Wichtige Projekte erhalten Stempel „vordringlicher Bedarf“

Dass es dazu gekommen ist, gleicht einem kleinen Wunder. Der Bundesverkehrswegeplan, kurz BVWP, verzeichnet alle Verkehrsprojekte, für die der Bund in den kommenden 15 Jahren Geld bereitstellt. Kommunal-, Landes- und Bundespolitiker tun alles, um mit ihren regionalen Bauvorhaben in den BVWP hineinzukommen. Allerdings hat der Plan einen Haken. Die wirklich wichtigen Projekte werden in die Kategorie „vordringlicher Bedarf“ einsortiert, alle anderen aber bekommen das Etikett „potenzieller Bedarf“ – und haben schon allein damit nahezu keine Chance auf Verwirklichung in dem genannten Zeitraum von 15 Jahren.

Der zweigleisige Ausbau der rund zwölf Kilometer langen Bahnstrecke Niebüll–Klanxbüll war aus Sicht des Bundesverkehrsministeriums lange kein wirklich wichtiges Vorhaben. Deshalb landete es 2016, als der bis 2030 reichende neue BVWP aufgestellt wurde, nur im potenziellen Bedarf. Motto: Wenn wir das Geld hätten, würden wir es machen.

Und dann kam auch noch Glück hinzu

Dann geschah zweierlei. Die Bahn AG hatte immer größere Schwierigkeiten, auf dem Hindenburgdamm einen auch nur einigermaßen zuverlässigen Verkehr aufrechtzuerhalten. Ein Autozug-Konkurrent erschwerte die Fahrplan-gestaltung und -einhaltung, die neuen Loks erwiesen sich als unzuverlässig, die neuen Waggons mussten nach einem Kupplungsschaden allesamt für lange Zeit in die Werkstatt, am Gleiskörper war lange nichts mehr gemacht worden, hinzu kam ein allgemeiner Lokführermangel.

Das alles rief zweitens einen immer stärker werdenden Protest hervor. Die Pendler beschwerten sich, die Sylter Politik schloss sich an, die Tourismuswirtschaft bangte um den Ruf der Insel, Medien berichteten über das Verkehrschaos auf dem Hindenburgdamm, die Landesregierung, allen voran Verkehrsminister Bernd Buchholz, machte Druck in Berlin.

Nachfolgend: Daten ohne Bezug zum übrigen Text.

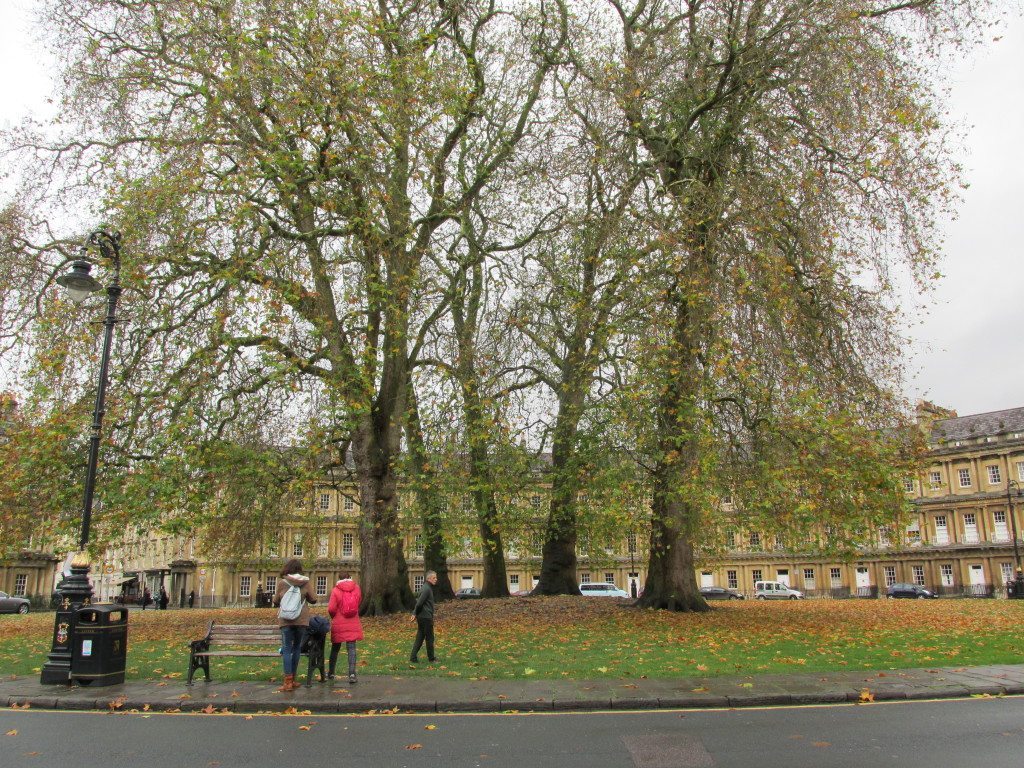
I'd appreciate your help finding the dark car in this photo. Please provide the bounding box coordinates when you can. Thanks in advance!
[0,592,29,613]
[886,584,938,600]
[700,587,743,600]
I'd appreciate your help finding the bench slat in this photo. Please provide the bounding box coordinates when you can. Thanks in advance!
[196,650,281,658]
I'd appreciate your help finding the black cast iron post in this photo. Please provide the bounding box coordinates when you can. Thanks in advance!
[40,229,121,685]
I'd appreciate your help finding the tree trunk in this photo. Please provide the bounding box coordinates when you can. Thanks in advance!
[637,465,708,611]
[352,419,413,615]
[534,393,583,595]
[637,278,709,611]
[466,434,509,597]
[406,383,455,600]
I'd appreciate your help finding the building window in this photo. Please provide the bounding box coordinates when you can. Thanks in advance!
[883,565,896,587]
[939,563,953,587]
[992,509,1010,542]
[804,568,815,590]
[910,565,925,587]
[964,512,978,544]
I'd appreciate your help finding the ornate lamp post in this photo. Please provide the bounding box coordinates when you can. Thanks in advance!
[40,229,121,684]
[1007,479,1024,599]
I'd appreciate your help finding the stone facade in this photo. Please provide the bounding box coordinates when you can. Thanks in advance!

221 Millionen stehen für Niebüll–Klanxbüll bereit

Und dann kam auch noch Glück hinzu. Weil die Steuereinnahmen Jahr für Jahr stiegen, beschloss der Bundestag, den BVWP mit mehr Geld auszustatten. Was dazu führte, dass der Bundesverkehrsminister Andreas Scheuer am Dienstag stolz verkünden konnte: Von den 44 Vorhaben der Kategorie „potenzieller Bedarf“ rücken 38 in den „vordringlichen Bedarf“ auf.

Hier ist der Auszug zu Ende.